A new partnership aims to revive one of the Y2K era’s most memorable labels.
After emerging from bankruptcy in 2020, denim and lifestyle brand True Religion has undergone internal restructuring and a consumer-facing rebrand. Now, the company has a new licensing agreement with Concept One Accessories and Capelli/Ballet, divisions of GMA Group. The duo will distribute True Religion’s men’s, women’s and children’s cold weather accessories, fashion headwear, and jewelry, as well as women’s handbags, small leather goods, and hair accessories.
Launching in August, the collection will reference the motifs that made True Religion famous, from horseshoe stitching to Buddha logos. Creative director Zihaad Wells will continue to lead design.
“This partnership marks an important milestone in True Religion’s resurgence and we look forward to a very successful relationship,” True Religion CEO Michael Buckley said. Concept One is the licensing partner for Aeropostale, C&C California, Brooks Brothers and Fubu, while Capelli New York designs and manufactures footwear, accessories and jewelry.

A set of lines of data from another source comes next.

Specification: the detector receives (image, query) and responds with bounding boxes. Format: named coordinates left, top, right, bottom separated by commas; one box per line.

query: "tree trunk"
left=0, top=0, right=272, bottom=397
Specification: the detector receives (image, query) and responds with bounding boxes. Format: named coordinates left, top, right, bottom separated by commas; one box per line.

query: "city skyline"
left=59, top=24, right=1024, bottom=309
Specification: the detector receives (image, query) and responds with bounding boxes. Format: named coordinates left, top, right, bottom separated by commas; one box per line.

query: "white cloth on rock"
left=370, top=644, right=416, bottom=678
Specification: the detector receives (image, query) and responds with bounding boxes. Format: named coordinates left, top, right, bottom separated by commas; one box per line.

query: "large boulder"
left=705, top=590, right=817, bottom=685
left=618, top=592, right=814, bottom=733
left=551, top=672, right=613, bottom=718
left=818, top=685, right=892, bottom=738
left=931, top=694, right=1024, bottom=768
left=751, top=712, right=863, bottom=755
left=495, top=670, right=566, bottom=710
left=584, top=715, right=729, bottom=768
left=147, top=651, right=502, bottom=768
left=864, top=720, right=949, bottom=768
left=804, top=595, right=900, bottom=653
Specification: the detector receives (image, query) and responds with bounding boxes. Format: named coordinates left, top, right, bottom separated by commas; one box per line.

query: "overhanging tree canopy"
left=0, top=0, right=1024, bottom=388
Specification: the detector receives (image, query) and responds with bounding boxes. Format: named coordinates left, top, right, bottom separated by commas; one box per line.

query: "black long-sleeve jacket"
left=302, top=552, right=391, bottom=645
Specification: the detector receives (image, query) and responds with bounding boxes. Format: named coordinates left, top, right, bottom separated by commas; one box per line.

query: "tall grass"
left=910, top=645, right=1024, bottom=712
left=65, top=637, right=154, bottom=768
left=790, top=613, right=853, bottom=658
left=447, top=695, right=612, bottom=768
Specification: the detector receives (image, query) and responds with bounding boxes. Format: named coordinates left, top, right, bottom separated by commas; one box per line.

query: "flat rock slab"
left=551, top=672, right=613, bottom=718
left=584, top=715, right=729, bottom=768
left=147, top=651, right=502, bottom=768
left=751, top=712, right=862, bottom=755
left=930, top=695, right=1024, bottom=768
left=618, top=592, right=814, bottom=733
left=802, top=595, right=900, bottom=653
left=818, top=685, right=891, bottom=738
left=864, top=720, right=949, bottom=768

The agreement is Concept One’s most extensive brand license engagements to date, “and represents our new go to market strategy that we will be adopting as we approach new brands and licenses,” president and CEO Sam Hafif said. The company has generated more than $1.2 billion in retail sales across 12 categories, with European and North American retail chains, he added. “
With True Religion we see an opportunity to drive $50 million to $75 million in retail sales,” he said. “We are very excited about this partnership, and the power of the True Religion brand.”

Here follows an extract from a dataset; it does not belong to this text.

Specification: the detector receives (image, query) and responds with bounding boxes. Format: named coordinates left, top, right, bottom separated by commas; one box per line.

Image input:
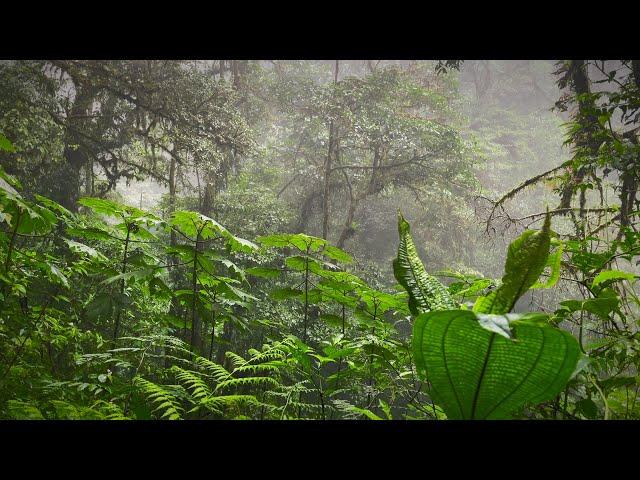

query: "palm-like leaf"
left=413, top=310, right=580, bottom=419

True Religion executive vice president of wholesale and licensing Paul Rosengard said the strategic partnership “builds on our commitment to elevate and nurture the True Religion customer experience, affording all genders to enjoy our brand across more categories.”
While the company emerged from 2020 with a “healthy balance sheet,” according to CEO Buckley, store closures during the pandemic saw revenue fall by 80 percent before True Religion filed a Chapter 11 petition. Many denim brands struggled during the height of lockdown. In recent months, the label has been leaning on collaborations and collections with pop-culture icons to reinvigorate interest. True Religion tapped luxury streetwear giant Supreme last year for a ‘00s-inspired line featuring baggy denim cargo jeans, denim jackets, hoodies and beanies and released a capsule collection with rapper 2 Chainz’ ten years after he dropped the “T.R.U. REALigion” mixtape.
Longtime fan Chief Keef, who released “True Religion Fein” back in 20012, helped the brand celebrate its 20-year anniversary earlier this month. “I actually wore head-to-toe True Religion to my first show and when this opportunity came about, I jumped on it,” the rapper said. On May 5, the duo collaborated on a range including jeans, jackets, sweat sets and accessories in blue and black denim as well as pink and blue.